Azavea — Using NumFOCUS Projects to Improve our Planet
Azavea is a B Corporation whose mission is to advance the state-of-the-art in geospatial technology and apply it for civic, social, and environmental impact.
Their CEO, Robert Cheetham recently sat down with us to share how pandas, Jupyter Notebooks, Matplotlib, and NumPy are empowering their work.
Can you give us some background on your company?
Since 2001, we have been stretching the possibilities of geospatial technology to enable our clients to answer complex questions in a wide range of domains: urban ecosystems, water, infrastructure planning, economic development, public transit, elections, public safety, energy, and cultural resources management.
We have worked on projects that use machine learning to detect heavy machinery, buildings, algal blooms, oil spills, water, and trees in satellite and aerial imagery.
What are some of the NumFOCUS projects that have enabled the work you do?
Azavea also uses a library called Rasterio to read raster data stored as GeoTIFF files, which uses NumPy to store arrays.

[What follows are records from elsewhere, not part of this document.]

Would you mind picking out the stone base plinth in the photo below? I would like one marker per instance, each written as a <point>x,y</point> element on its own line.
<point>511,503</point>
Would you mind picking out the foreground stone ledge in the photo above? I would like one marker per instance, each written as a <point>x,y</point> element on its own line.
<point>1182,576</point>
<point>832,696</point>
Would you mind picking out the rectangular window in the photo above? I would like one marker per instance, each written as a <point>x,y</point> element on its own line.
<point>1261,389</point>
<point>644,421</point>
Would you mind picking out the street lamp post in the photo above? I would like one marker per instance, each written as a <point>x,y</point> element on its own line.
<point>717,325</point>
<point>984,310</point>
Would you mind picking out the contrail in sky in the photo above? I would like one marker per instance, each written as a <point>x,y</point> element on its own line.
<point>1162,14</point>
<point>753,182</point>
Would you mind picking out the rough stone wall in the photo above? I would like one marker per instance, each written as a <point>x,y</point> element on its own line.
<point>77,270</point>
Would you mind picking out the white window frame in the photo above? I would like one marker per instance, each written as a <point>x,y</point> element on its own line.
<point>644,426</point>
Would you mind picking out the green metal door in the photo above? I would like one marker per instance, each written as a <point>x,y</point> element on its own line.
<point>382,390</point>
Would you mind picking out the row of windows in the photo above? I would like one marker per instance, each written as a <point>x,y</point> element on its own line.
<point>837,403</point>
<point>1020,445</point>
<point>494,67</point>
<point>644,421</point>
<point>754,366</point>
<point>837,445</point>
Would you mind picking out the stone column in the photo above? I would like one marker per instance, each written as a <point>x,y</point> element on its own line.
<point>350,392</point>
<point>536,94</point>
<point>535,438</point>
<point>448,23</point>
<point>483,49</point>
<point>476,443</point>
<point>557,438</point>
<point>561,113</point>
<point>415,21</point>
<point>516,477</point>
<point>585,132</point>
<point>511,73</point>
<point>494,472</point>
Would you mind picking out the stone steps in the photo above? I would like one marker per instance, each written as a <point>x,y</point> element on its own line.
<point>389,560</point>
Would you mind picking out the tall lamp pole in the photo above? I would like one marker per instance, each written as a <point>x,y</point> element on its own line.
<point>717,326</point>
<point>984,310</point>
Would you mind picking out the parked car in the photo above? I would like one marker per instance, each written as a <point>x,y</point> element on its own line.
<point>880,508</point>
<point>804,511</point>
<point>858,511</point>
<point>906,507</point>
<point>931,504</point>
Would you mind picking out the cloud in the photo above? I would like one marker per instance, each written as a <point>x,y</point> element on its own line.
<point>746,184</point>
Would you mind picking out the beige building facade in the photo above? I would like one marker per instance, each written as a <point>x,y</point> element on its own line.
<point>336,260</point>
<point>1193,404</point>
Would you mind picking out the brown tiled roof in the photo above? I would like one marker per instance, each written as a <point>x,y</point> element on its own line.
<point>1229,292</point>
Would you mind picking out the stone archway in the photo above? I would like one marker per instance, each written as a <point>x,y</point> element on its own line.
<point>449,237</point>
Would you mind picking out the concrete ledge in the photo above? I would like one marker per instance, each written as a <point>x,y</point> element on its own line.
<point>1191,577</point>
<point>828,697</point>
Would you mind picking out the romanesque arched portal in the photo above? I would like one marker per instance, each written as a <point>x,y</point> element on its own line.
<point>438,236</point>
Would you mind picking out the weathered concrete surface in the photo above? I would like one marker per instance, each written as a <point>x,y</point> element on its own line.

In addition, we use the Python library for working with geospatial imagery called Raster Vision. This is an open source framework for Python developers building computer vision models on satellite, aerial, and other large imagery sets with built-in support for chip classification, object detection, and semantic segmentation using PyTorch.
Raster Vision uses NumPy to store and manipulate images and labels. These are eventually converted to PyTorch tensors, but by using NumPy it allows us to decouple parts of the codebase from PyTorch, which is one of many deep learning libraries.
Matplotlib is also essential to visualize training “chips” which are small windows of the image along with training labels.
Another important use case I’d like to mention is a research project for which Azavea received an NIH award. In our research deep learning was used to make predictions about the severity of a disease from large whole slide images of tissue samples.
pandas was integral in creating data frames that tracked all the models we trained. We were then able to query and plot them in various ways.
A heatmap showing how much the model is attending to different parts of the image was created using Matplotlib which allowed us to compare different model types. It was also used to visualize the output of a figure/ground segmentation process for separating tissue samples from the slide background which served as a sanity check.